Because someone talks out of their ass and has a lot of money, you believe them based only on anecdote?
Causal effect of education on earnings (using controls, so not just mere correlation) using OLS estimates.
Angrist and Krueger (1991) find estimated effect of between 5%-7% increase in annual earnings for each additional year of completed schooling
Staiger and Stock (1997): 5%-6%
Kane and Rouse (1993): 6%-8%
Card (1995b): 7%
Conneely and Uusitalo (1997): 8%
Maluccio (1997): 6%-7%
Harmon and Walker (1995): 6%
Twin studies:
Ashenfeiter and Rouse: 7%-8%
Rouse (1997): 7%-8%
Miller et al. (1995): 3%-5%
Behrman et al. (1994): 3%-6%
Isacsson (1997): 3%-5%
Another type of estimate, using instrumental variables (IVs), comes up with even higher estimates than these by a couple of percentage points.
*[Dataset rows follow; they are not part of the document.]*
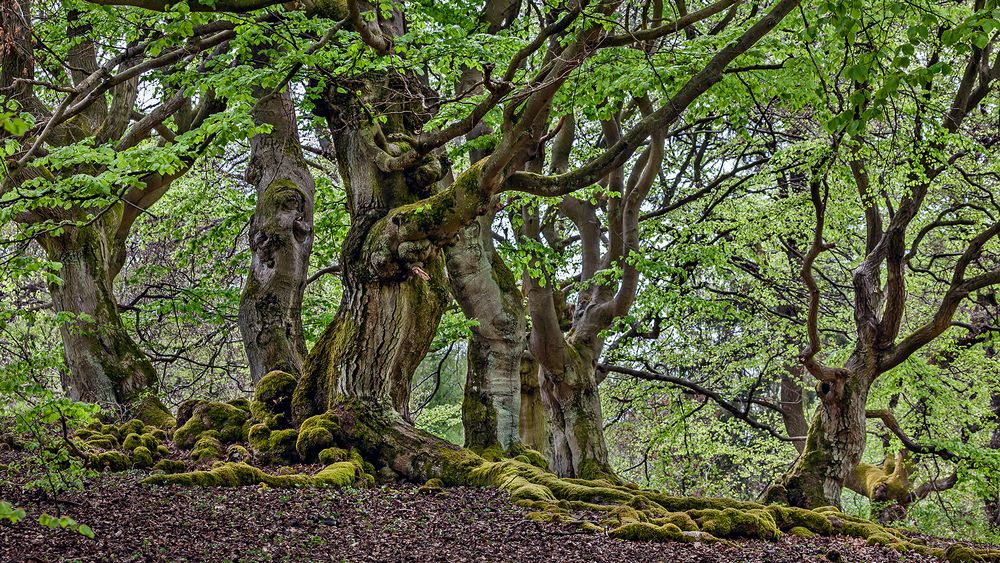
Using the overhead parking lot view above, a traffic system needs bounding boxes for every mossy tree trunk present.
[985,393,1000,528]
[769,372,872,507]
[539,345,613,479]
[39,214,163,422]
[0,0,224,425]
[518,351,552,459]
[294,81,452,420]
[769,59,1000,507]
[239,89,315,383]
[445,214,527,451]
[284,0,798,482]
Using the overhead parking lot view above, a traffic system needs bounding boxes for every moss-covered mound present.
[64,378,1000,561]
[73,419,170,471]
[143,461,375,488]
[174,401,250,450]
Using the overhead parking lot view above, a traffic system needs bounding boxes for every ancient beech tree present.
[0,0,232,421]
[770,22,1000,506]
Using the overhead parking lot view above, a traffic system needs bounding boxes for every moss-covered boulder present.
[608,522,687,542]
[174,403,250,449]
[122,432,160,452]
[247,423,299,463]
[253,371,298,415]
[191,432,224,463]
[689,508,781,541]
[87,451,132,471]
[767,504,833,536]
[295,414,340,463]
[319,448,351,465]
[153,459,187,474]
[143,461,370,488]
[132,446,153,469]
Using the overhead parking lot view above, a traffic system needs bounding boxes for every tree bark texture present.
[239,90,315,383]
[39,212,167,423]
[445,214,527,451]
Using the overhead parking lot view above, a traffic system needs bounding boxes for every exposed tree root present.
[76,373,1000,561]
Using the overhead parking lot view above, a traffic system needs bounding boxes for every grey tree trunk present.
[39,214,170,425]
[294,86,448,421]
[986,393,1000,528]
[445,214,527,451]
[239,90,315,383]
[767,371,874,508]
[539,344,613,479]
[780,365,809,453]
[518,352,552,459]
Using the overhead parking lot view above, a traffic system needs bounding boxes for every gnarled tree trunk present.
[445,214,527,451]
[768,371,873,508]
[539,344,612,479]
[518,351,552,459]
[239,90,315,383]
[293,85,448,421]
[39,214,169,424]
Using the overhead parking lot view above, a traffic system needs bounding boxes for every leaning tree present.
[0,0,235,420]
[756,2,1000,506]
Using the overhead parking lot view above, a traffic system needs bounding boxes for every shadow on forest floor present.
[0,452,988,562]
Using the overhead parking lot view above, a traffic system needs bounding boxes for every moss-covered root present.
[143,460,374,488]
[74,419,170,471]
[174,402,250,449]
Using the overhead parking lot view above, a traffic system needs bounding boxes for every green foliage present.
[414,404,462,444]
[0,501,27,524]
[38,513,94,539]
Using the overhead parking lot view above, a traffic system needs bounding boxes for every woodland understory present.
[0,0,1000,561]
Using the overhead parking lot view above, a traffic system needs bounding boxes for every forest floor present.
[0,456,988,562]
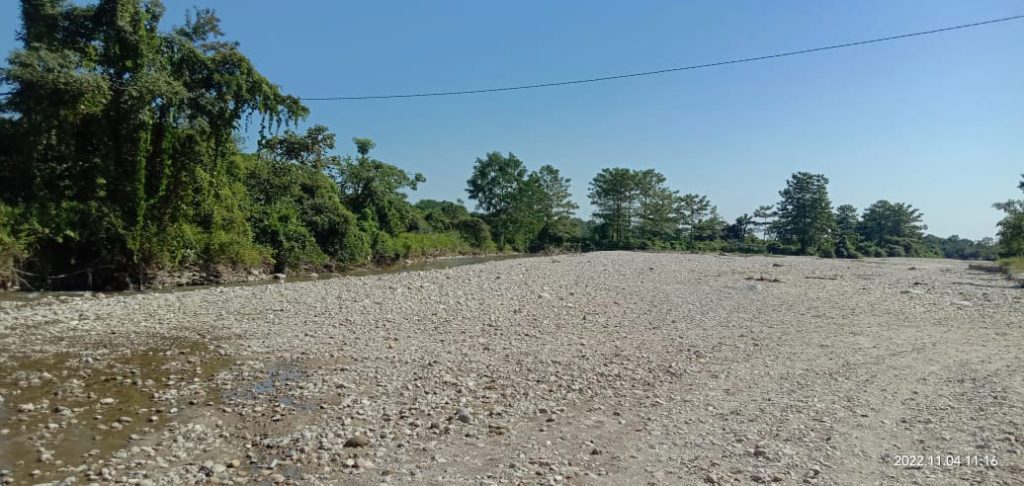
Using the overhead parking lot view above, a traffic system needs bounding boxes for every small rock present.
[344,435,370,447]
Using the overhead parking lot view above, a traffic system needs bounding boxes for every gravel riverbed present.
[0,252,1024,485]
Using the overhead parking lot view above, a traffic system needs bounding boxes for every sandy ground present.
[0,253,1024,485]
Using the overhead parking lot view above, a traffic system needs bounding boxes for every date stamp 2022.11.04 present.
[891,454,999,469]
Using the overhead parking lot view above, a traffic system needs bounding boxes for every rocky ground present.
[0,253,1024,485]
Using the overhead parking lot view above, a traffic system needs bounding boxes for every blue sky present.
[0,0,1024,238]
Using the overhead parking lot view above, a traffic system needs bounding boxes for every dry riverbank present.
[0,253,1024,485]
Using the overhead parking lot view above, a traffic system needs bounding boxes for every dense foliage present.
[994,174,1024,258]
[0,0,490,288]
[0,0,1011,289]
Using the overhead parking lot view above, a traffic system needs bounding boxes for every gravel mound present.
[0,252,1024,485]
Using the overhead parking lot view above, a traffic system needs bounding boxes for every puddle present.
[0,254,528,302]
[0,342,230,484]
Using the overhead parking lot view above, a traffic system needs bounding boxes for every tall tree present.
[836,205,860,258]
[634,169,680,245]
[993,174,1024,257]
[679,194,726,247]
[858,200,928,257]
[0,0,307,286]
[725,213,755,241]
[528,165,579,247]
[589,168,639,247]
[773,172,835,255]
[467,151,552,251]
[754,205,778,241]
[336,137,426,235]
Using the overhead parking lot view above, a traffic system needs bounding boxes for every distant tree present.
[993,174,1024,257]
[527,165,580,248]
[634,169,680,247]
[467,151,552,251]
[336,138,426,235]
[467,151,526,213]
[679,194,724,247]
[754,205,778,240]
[773,172,835,255]
[259,125,341,172]
[858,200,929,257]
[589,168,639,247]
[725,213,755,241]
[836,205,860,258]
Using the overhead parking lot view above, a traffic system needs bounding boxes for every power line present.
[301,15,1024,101]
[0,15,1024,101]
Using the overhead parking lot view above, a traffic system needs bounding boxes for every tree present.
[754,205,778,241]
[467,151,552,251]
[836,205,860,258]
[679,194,728,248]
[634,169,680,246]
[335,138,426,235]
[529,165,580,248]
[773,172,835,255]
[725,213,755,241]
[0,0,308,286]
[858,200,928,257]
[993,174,1024,257]
[259,125,344,172]
[589,168,639,248]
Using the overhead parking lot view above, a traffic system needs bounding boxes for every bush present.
[250,202,327,271]
[0,205,25,290]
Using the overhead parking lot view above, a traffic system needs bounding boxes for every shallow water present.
[0,254,532,304]
[0,342,230,483]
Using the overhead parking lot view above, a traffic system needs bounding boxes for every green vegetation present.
[994,174,1024,258]
[0,0,494,289]
[0,0,1011,289]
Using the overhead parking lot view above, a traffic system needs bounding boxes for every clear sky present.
[0,0,1024,238]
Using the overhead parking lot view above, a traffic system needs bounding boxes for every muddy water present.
[0,254,531,306]
[0,342,230,484]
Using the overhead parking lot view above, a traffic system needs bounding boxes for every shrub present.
[0,205,25,290]
[250,202,327,271]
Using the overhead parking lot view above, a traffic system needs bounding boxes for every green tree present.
[634,169,681,247]
[725,213,755,241]
[528,165,580,248]
[589,168,639,248]
[773,172,835,255]
[680,194,728,248]
[0,0,307,286]
[993,174,1024,257]
[335,138,426,235]
[858,200,928,257]
[754,205,778,241]
[836,205,861,258]
[467,151,557,251]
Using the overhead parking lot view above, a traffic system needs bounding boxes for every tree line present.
[0,0,1024,289]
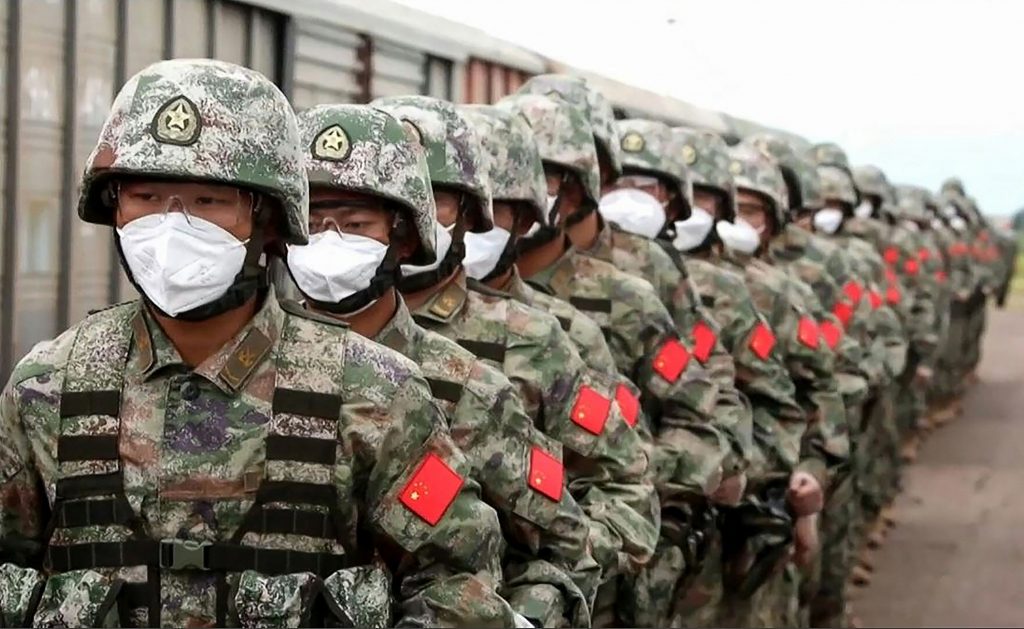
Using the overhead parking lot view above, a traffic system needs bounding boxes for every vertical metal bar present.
[0,0,22,383]
[164,0,174,59]
[54,0,78,334]
[106,0,128,303]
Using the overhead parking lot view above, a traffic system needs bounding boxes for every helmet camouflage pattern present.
[615,119,693,210]
[729,144,790,227]
[498,94,601,207]
[818,165,857,208]
[518,74,623,179]
[371,96,494,232]
[459,104,548,222]
[299,104,436,264]
[78,59,309,245]
[743,133,825,211]
[810,142,850,170]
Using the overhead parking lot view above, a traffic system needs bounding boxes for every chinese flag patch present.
[398,453,464,527]
[615,384,640,428]
[693,321,718,363]
[750,322,775,361]
[833,301,853,328]
[818,320,843,349]
[867,291,883,310]
[527,446,565,502]
[843,280,864,306]
[654,338,690,382]
[797,317,818,349]
[570,384,611,434]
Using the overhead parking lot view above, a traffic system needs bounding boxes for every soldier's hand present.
[711,472,746,507]
[786,471,825,517]
[793,513,818,568]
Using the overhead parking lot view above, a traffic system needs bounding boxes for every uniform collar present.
[132,289,285,395]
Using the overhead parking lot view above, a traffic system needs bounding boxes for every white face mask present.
[117,212,248,317]
[401,222,455,278]
[288,229,387,303]
[598,187,666,239]
[853,201,874,218]
[672,207,715,251]
[462,227,512,280]
[715,216,761,255]
[814,208,843,234]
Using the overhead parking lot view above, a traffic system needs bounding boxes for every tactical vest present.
[28,303,389,627]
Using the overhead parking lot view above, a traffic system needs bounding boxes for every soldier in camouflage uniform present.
[716,145,849,625]
[0,60,513,627]
[500,90,732,625]
[368,96,659,626]
[280,104,600,627]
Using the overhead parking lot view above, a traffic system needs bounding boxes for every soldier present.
[500,95,731,625]
[0,59,513,627]
[280,104,600,627]
[376,96,659,616]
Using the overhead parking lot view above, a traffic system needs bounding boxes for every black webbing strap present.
[459,339,505,363]
[427,378,462,404]
[271,388,342,420]
[60,390,121,417]
[266,434,338,465]
[57,434,121,462]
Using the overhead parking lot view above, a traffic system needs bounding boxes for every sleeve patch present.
[654,338,690,382]
[570,384,611,434]
[398,453,465,527]
[528,446,565,502]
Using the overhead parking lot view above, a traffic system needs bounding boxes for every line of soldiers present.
[0,59,1012,627]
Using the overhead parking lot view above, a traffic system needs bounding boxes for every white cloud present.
[401,0,1024,213]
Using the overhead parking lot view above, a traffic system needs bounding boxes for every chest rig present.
[44,304,360,627]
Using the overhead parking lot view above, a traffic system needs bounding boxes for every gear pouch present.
[0,563,44,627]
[32,570,124,627]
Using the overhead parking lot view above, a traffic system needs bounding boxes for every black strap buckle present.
[160,539,213,570]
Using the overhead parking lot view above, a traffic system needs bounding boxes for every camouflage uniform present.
[370,96,659,614]
[502,95,732,625]
[290,104,600,627]
[0,60,512,627]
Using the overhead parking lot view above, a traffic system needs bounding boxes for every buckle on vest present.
[160,539,213,570]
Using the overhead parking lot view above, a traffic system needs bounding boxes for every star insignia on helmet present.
[312,125,352,162]
[151,96,203,146]
[683,144,697,166]
[622,131,644,153]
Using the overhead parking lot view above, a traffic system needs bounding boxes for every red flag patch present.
[615,384,640,428]
[527,446,565,502]
[818,320,843,349]
[398,453,464,527]
[570,384,611,434]
[843,280,864,306]
[693,321,718,363]
[797,317,818,349]
[654,338,690,382]
[867,291,883,310]
[749,322,775,361]
[833,301,853,328]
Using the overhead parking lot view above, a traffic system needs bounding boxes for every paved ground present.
[854,311,1024,627]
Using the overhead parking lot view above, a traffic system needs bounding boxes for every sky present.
[399,0,1024,215]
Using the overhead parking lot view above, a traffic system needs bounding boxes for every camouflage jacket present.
[581,223,753,475]
[721,252,849,488]
[0,292,513,627]
[686,257,807,486]
[403,274,660,580]
[374,299,600,627]
[528,247,732,504]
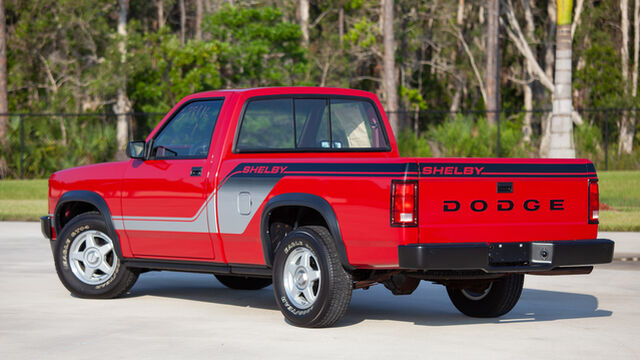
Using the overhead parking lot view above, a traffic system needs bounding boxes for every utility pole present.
[484,0,500,129]
[549,0,576,158]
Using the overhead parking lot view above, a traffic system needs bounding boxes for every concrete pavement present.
[0,223,640,359]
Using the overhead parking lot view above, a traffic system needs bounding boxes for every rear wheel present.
[54,212,138,298]
[273,226,352,327]
[447,274,524,318]
[215,274,271,290]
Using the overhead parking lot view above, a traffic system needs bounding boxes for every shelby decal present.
[422,166,484,175]
[442,199,564,212]
[242,166,287,174]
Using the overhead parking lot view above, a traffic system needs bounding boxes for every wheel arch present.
[53,190,122,259]
[260,193,355,270]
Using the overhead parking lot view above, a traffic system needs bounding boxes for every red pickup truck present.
[41,87,614,327]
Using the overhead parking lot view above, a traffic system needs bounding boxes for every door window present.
[151,100,223,159]
[235,96,389,152]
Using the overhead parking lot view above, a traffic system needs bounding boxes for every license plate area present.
[531,242,553,264]
[489,243,531,266]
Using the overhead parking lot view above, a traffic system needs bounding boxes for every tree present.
[299,0,309,49]
[618,0,640,155]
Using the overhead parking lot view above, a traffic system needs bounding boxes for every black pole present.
[495,110,501,157]
[19,116,24,179]
[604,116,609,170]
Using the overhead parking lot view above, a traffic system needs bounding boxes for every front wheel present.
[273,226,352,327]
[447,274,524,318]
[53,213,138,299]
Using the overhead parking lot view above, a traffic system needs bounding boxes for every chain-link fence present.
[0,108,640,178]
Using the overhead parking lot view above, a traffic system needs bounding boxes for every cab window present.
[151,100,223,159]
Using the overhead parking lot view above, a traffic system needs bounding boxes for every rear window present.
[235,97,389,152]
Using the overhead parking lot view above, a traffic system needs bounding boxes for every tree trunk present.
[0,0,9,179]
[338,5,344,48]
[381,0,400,134]
[456,0,464,25]
[156,0,164,30]
[113,0,131,160]
[618,0,639,156]
[620,0,629,84]
[484,0,500,125]
[522,0,537,144]
[178,0,187,45]
[540,0,558,157]
[549,0,576,158]
[299,0,309,49]
[196,0,202,40]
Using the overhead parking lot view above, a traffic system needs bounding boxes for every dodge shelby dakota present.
[41,87,614,327]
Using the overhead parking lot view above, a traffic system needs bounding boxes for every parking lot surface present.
[0,222,640,359]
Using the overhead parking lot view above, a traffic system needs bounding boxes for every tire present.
[215,274,271,290]
[273,226,352,328]
[53,212,138,299]
[447,274,524,318]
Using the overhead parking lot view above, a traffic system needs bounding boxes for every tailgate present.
[418,159,597,243]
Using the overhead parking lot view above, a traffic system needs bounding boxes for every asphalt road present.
[0,223,640,359]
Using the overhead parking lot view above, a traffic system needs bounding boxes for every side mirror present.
[126,140,146,160]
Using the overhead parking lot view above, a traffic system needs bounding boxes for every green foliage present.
[344,17,378,49]
[129,27,223,113]
[204,6,307,87]
[400,86,428,110]
[9,116,116,178]
[427,114,528,157]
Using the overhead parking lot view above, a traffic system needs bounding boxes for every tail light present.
[391,180,418,226]
[588,179,600,224]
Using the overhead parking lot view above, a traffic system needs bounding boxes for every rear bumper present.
[398,239,614,272]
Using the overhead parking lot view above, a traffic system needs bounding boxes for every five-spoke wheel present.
[282,247,322,309]
[69,230,118,285]
[54,212,138,298]
[273,226,352,327]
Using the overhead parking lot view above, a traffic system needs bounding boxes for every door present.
[122,99,223,260]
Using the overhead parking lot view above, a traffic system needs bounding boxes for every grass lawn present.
[0,171,640,231]
[0,180,47,221]
[598,171,640,231]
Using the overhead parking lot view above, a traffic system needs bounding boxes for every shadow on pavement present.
[125,272,612,327]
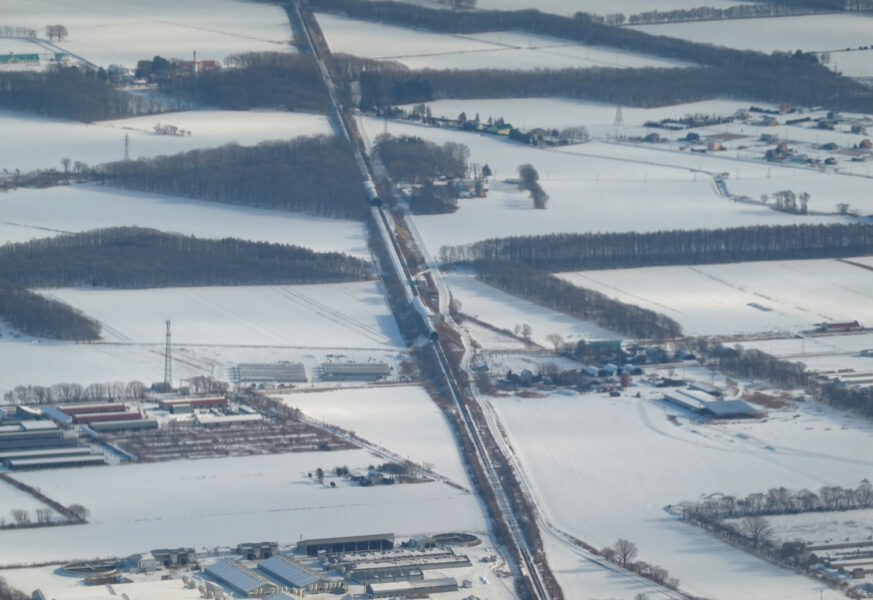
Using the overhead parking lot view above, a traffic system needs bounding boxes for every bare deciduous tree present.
[9,508,30,527]
[612,538,639,567]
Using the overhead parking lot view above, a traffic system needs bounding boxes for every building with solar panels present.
[206,559,281,598]
[258,554,348,594]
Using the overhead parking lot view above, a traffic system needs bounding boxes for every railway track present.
[289,0,553,600]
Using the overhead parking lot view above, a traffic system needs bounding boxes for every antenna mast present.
[164,321,173,389]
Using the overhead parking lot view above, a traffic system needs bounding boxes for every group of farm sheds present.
[107,533,479,600]
[0,407,106,471]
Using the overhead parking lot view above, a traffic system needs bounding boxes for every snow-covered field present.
[490,387,873,600]
[42,281,404,349]
[633,13,873,62]
[445,274,619,349]
[0,481,61,520]
[476,0,742,17]
[283,386,470,487]
[0,110,331,172]
[414,98,760,136]
[3,0,293,68]
[742,330,873,385]
[0,450,485,564]
[561,260,873,336]
[318,13,688,69]
[727,509,873,544]
[0,185,370,254]
[0,281,405,392]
After analyzing the accuracy of all these studies, the author that summarizes the findings comes to the following consulsions:
5. Conclusions
Taken as a whole, I believe that the recent literature on the returns to education points to five key conclusions:
1.
Consistent with the summary of the literature from the 1960s and 1970s by Griliches, 1977, Griliches, 1979 the average (or average marginal) return to education in a given population is not much below the estimate that emerges from a simple cross-sectional regression of earnings on education. The “best available” evidence from the latest studies of identical twins suggests a small upward bias (on the order of 10%) in the simple OLS estimates.
2.
Estimates of the return to schooling based on comparisons of brothers or fraternal twins contain some positive ability bias, but less than the corresponding OLS estimates. Ability differences appear to exert relatively less influence on within-family schooling differences than on between-family differences.
3.
IV estimates of the return to education based on family background are systematically higher than corresponding OLS estimates and probably contain a bigger upward ability bias than the OLS estimates.
4.
Returns to education vary across the population with such observable factors as school quality and parental education.
5.
IV estimates of the return to education based on interventions in the school system tend to be 20% or more above the corresponding OLS estimates. While there are several competing explanations for this finding, one plausible hypothesis is that the marginal returns to schooling for certain subgroups of the population – particularly those subgroups whose schooling decisions are most affected by structural innovations in the schooling system – are somewhat higher than the average marginal returns to education in the population as a whole.
https://www.sciencedirect.com/science/article/pii/S1573446399030114
In other words, there does not seem to be much systematic bias or inaccuracies in these estimates.